Back to my story, and the party...So I asked my parents if I could stay the night at our friends house. I purposefully left out the part about my boyfriend going to stay out there too. Somehow, some way, my Mom knew better and allowed me to go "out" to the friends house but definitely not stay the night. My guess is that she had heard somewhere that there were going to be more than just girls staying out there. I will never know, but most likely it was one of her "sources". I did go out there after the dance, and we hung out, the guys drove their trucks through a mud bog and there was a tire fire, good times! Looking back, the enviromentalists would have keeled over if they knew how much smog the high school kids were causing with their weekend parties!
I didn't get my drivers license until I was 18. My take on it was that I didn't have a car anyway and between my boyfriend and best friend I always had a ride so why bother? Well to set the scene, my boyfriend always drove lifted trucks, that usually had a stereo you could hear from three blocks away at least. One of my friends had ridden somewhere with us at one point, and said she felt like she was getting a "back massage" from the booming speakers behind the seat. At this particular time, he was driving a bright yellow lifted 1978 Ford. He had taught me how to drive it, and I had convinced him that I could take it to school after lunch and bring it back afterwards. A few of my friends and I were loaded up in his truck, deemed "the yellow banana", and headed back to the high school. As we were driving onto one of the side streets..who do we see!? My parents! Man, I was busted. You couldn't miss his bright yellow truck for anything. I just waved and continued driving to the high school as quickly as possible. When I got home, I slinked in with my head down and waited for the reeming of a lifetime. My Dad said, "What's your problem??" I told him I knew that they had seen me at lunch. His response was, "I don't care, just get your license!!" Now tell me, if you lived in a big city, what would the chances be that you would see your unlicensed teenage daughter driving anywhere?

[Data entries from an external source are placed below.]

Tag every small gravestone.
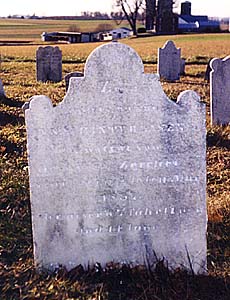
[157,41,182,81]
[25,43,207,273]
[210,56,230,125]
[36,46,62,82]
[204,58,212,82]
[0,79,6,97]
[65,72,84,91]
[180,58,185,75]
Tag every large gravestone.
[65,72,84,91]
[36,46,62,82]
[25,43,207,272]
[157,41,183,81]
[210,56,230,125]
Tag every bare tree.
[115,0,145,35]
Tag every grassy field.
[0,19,127,42]
[0,20,230,300]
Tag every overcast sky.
[0,0,230,17]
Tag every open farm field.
[0,32,230,300]
[0,19,127,42]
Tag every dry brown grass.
[0,35,230,300]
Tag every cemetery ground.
[0,34,230,300]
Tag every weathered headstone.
[204,58,212,82]
[0,79,5,97]
[36,46,62,82]
[65,72,84,91]
[210,56,230,125]
[180,58,185,75]
[157,41,182,81]
[25,43,207,273]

As an adult I recognize the numerous benefits of raising our children in a small town. Besides knowing what your children are doing "most of the time" by networking with other locals, you also make close friends that you have for life, you learn the values of creativity, and using your imagination when growing up and playing outside. You appreciate the simple things. If I said I didn't love visiting the city I'd be lying. I love the hustle and bustle, the many restaurants, music, and shopping. But when it comes down to it, I would prefer that we raise our son and daughter in a similar environment that we grew up in. If they experience a few tire fires in the woods, and drink out of a few red Solo cups we will have to learn how to take each situation as they come. But I wouldn't trade the advantages over the disadvantages for anything.